The API Cost Hiding in Plain Sight — How Prompt Caching Almost Blew Our Rate Limit

We thought we had a billing problem. We had a rate-limit problem.

Last week, Tobi — one of our CVA agents — triggered a 429 on the Anthropic API. The team's per-org rate limit was 99% consumed. Our spend dashboard showed $38. Nothing looked wrong.

The cause: prompt caching. Specifically, not tracking it.

The Incident

HelaSyn is the shared LLM runtime we use to run all our AI agents. Every API call goes through it. We log input_tokens and output_tokens to a token_usage table in each agent's brain.sqlite DB — for cost tracking, forecasting, and audit.

What we weren't logging: cache_read_input_tokens and cache_creation_input_tokens.

Those two fields don't appear in the dollar total the same way — cache reads cost about 10% of a normal input token, and cache writes about 125% — but they hit the rate limit at full input weight. Every single one.

The first post-fix row Devon captured on local agent Brody says it all:

Token type	Count
input_tokens	3
output_tokens	1,021
cache_read_input_tokens	9,390
cache_creation_input_tokens	58,869
Total rate-limit weight	69,283

What looked like a 1,024-token exchange was drawing 69,283 tokens against our rate limit. A 68x divergence between what the books showed and what the API was counting.

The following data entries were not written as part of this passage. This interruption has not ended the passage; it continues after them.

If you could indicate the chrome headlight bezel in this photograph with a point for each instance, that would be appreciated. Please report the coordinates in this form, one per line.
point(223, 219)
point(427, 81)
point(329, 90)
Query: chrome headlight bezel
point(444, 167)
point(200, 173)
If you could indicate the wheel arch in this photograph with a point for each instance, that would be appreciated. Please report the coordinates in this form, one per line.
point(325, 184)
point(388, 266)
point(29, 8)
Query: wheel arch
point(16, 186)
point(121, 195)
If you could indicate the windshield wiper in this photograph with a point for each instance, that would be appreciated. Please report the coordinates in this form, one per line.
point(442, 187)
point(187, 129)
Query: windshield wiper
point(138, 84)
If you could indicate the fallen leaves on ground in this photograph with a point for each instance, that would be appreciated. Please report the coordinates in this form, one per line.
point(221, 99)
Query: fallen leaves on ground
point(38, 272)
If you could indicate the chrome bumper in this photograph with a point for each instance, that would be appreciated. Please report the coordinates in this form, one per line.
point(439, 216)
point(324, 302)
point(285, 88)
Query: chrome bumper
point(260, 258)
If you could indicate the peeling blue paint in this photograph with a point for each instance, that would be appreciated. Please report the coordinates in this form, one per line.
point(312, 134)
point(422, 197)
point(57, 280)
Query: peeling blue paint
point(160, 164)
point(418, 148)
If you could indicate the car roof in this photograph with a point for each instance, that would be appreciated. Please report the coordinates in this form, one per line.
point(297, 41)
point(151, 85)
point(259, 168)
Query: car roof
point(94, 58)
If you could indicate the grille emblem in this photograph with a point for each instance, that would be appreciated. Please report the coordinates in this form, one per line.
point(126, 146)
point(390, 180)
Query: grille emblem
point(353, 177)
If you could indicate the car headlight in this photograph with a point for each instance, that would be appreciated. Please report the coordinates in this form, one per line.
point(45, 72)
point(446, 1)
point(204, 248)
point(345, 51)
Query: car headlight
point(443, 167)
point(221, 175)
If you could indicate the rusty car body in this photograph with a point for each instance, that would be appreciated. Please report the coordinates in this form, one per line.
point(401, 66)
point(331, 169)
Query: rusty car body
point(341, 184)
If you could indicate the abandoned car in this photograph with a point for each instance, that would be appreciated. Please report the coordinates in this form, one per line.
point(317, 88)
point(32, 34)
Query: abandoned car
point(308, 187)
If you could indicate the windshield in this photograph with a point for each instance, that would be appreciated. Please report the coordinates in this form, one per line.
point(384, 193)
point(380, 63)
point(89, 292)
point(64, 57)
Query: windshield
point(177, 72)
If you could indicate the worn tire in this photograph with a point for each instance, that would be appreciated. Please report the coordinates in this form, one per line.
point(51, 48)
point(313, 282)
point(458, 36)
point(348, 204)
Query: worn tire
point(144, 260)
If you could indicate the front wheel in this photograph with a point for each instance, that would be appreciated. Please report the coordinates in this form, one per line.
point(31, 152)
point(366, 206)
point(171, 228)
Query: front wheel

How Rate Limits Work With Prompt Caching

Anthropic's rate limits are measured in tokens per minute (TPM) and tokens per day (TPD). The prompt caching documentation is clear: all four token types count toward these limits at their full input weight — only the billing cost is discounted, not the rate limit weight.

Token type	Rate limit weight	Billing cost (vs standard input)
input_tokens	1x	1x
output_tokens	1x	~3-5x input
cache_read_input_tokens	1x	~0.1x
cache_creation_input_tokens	1x	~1.25x

The trap: cache reads are so cheap ($0.03/MTok for Sonnet) that they barely register in spend. But a long system prompt re-read on every turn still burns through TPM budget at full speed.

Tobi was doing exactly this. Long context, lots of cache hits, tiny bill — but the rate limit clock was ticking at full weight the entire time.

The Fix

Devon shipped an additive migration to every HelaSyn token_usage table — two new columns, cache_read_tokens and cache_creation_tokens, recorded alongside existing fields. No existing rows touched, no behaviour change to the engines. The Anthropic SDK's response fields cache_read_input_tokens and cache_creation_input_tokens now flow through claude_api.py → DB.log_tokens.

A companion token_report.py script auto-discovers all HelaSyn brain DBs and computes realistic cost using full four-type pricing — so the books now match the rate limit meter.

The fix deployed across 43 services: 19 helasyn-* and 24 CVA cva-bot@* services. Schema migrated additively. Zero downtime.

What to Check If You're Running LLM Agents

Log all four token types. Your SDK response object has them. If you're only logging input_tokens + output_tokens, your rate limit exposure is invisible.
Separate cost tracking from rate-limit tracking. Cache reads are cheap to bill, but expensive to throttle. Don't let a low spend figure mask high consumption.
Long system prompts compound this. A 10k-token system prompt re-cached on every turn means 10k tokens of cache-read rate-limit draw per message, no matter how short the user input is.
Watch the per-org limit, not just per-key. In a multi-agent fleet, one runaway bot can starve everyone else.

Build In Public

This is what it actually looks like to run a team of AI agents at scale. Not every discovery is clean. Sometimes you find out your rate limit is 99% gone and your billing dashboard gave you no warning.

The fix is in brain_db.py, cli_runner.py, and engines/claude_api.py — merged to main on the feat/token-usage-cache-cols branch. If you're building on HelaSyn, the schema migration is additive and runs automatically on restart.

We'll keep sharing what we break and how we fix it.